Hammer and Coop -- a series of staggered-release webisodes about a street fighting man and his snooty, talking MINI Cooper -- is a loving tribute to everything great about the late 70s and early 80s: "Knight Rider," "Starsky & Hutch," "The A-Team," "Def Leppard," "Robert Urich" and so much more.
It is not particularly groundbreaking territory, but the execution is so flawless, who cares? The films, reportedly made with a cast and crew of 70, were directed by Todd Phillips, who helmed 2004's "Starsky & Hutch" remake. Phillips has the "Charlie's Angels" action/drama style down pat. Into that he weaves parody in seamlessly. Listing all he did right would just trivialize the accomplishment. Just go and check it out. Wouldn't you rather choose to watch something truly entertaining that creatively features a product than having that product awkwardly squeezed into the frame on your favorite TV show?
-- Patrick V. Barrett, senior user interaction designer, Bazaarvoice.
The Hammer and Coop microsite is just plain awesome. MINI crammed a whole lotta video love into this site and still retained a clean, easy-to-navigate, engaging experience. Sure, MINI bites off of the 80s sitcom parody theme we saw with brands like Bacardi (who featured "Bacardi Guy and Cola" as a Miami Vice-like lady-laying duo), but this online video execution does a much better job of integrating the product and growing an affinity between users and the brand.
The site contains several 3-4 minute high-octane episodes of Hammer and Coop, all of which are professionally produced and come complete with an ogre-like henchman, a smarmy criminal mastermind, nameless adoring bikini-bimbos with a penchant for cleaning cars, cell-phone wielding pool boys, the kinds of daring stunts 7-year-old boys fawn over and, of course, ninjas. As it so happens, I'm still part 7-year old, so I loved every minute of it.
Once done with the videos I joined the ranks of Hammer and Coop's action team by getting my own Action Name ("Blaster Winters") and enlisted my friends to get their own names too via the send-to-a-friend function. Thanks to my friends "Sidewinder Kaboom" and "Jigsaw Hurricane" for your help reviewing the site.
As extras, MINI threw in downloadable screensavers, wallpapers, buddy icons, an upcoming music video and links to a site to build your own MINI…then they tied it together with seamless flash video animation and had all the fixin's for a great brand experience.
What I really love is that they included a release schedule for the upcoming episodes in order to encourage return visits! You don't build brand by knocking people out with one quick whiff of chloroform…it takes repeated exposure. Personally, I would have added a way for users to sign-up and receive email reminders to come back when new episodes are released … but what do I know … I'm still part 7-year-old. VROOM VROOM!

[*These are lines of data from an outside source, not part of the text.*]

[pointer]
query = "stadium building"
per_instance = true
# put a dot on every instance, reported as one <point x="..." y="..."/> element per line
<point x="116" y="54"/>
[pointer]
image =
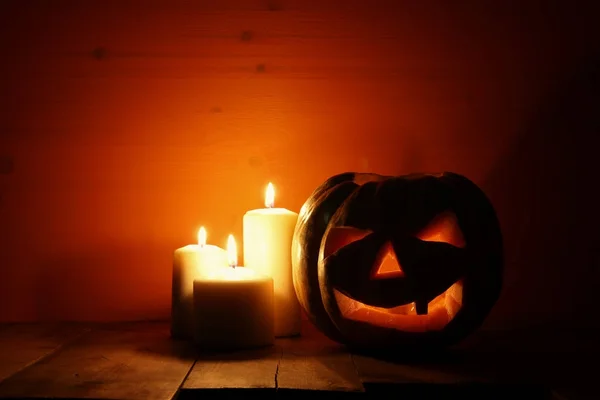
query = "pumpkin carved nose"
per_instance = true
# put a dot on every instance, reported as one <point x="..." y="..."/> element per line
<point x="387" y="264"/>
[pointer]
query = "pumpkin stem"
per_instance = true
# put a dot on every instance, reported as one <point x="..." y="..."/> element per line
<point x="421" y="306"/>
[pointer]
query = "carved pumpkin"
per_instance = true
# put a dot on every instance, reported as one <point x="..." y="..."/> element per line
<point x="383" y="262"/>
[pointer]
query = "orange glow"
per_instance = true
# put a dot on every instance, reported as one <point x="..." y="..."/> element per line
<point x="202" y="237"/>
<point x="340" y="237"/>
<point x="389" y="265"/>
<point x="443" y="228"/>
<point x="441" y="311"/>
<point x="231" y="251"/>
<point x="270" y="196"/>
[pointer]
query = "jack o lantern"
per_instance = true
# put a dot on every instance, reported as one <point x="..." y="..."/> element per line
<point x="406" y="261"/>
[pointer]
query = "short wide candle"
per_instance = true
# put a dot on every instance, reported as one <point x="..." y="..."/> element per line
<point x="268" y="236"/>
<point x="233" y="309"/>
<point x="188" y="263"/>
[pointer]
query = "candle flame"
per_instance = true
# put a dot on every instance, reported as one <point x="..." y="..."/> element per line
<point x="202" y="237"/>
<point x="231" y="251"/>
<point x="270" y="196"/>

-- Bradley "Blaster Winters" Werner, director of marketing, The Fifth Network
Oh MINI. How do I love thee? You're small, stylish, zippy, and you have that droll, British wit working for you. Just like your new web film series, "Hammer & Coop."
'Tis true, your 2007 model has the same characteristic look as Coopers past; but the devil is in the details, and the H&C web series pays attention - and homage - to every last one. The films' parody of the action genre gives the car a chance to strut its stuff. Throughout each film, the 2007 MINI Cooper, "Coop," narrates and demonstrates its features and benefits in a self-referential way. Meanwhile, "Hammer" mugs as the hapless action hero whose life and love life both depend on and are hindered by his trusty car.
Everything in the campaign is well planned: cross-platform components continue to be unveiled regularly, including print ads, trailers and appearances in Second Life. While buffering, the video even shows a graphic of Hammer practicing his power kick to entertain viewers as they wait for the show to re-start.
Yes, the spots are thoroughly entertaining, but parent company BMW has improved on its first web series ("The Hire") with clever integration and plenty of takeaways to extend the MINI experience beyond web film fanaticism. After watching the most recent episode, I wiped tears from my eyes long enough to take advantage of the send to a friend option, and was pleased to see that even the auto text in this feature was well tuned to the campaign.
For a little car, the team at BSS&P are setting the bar pretty high. Cheers!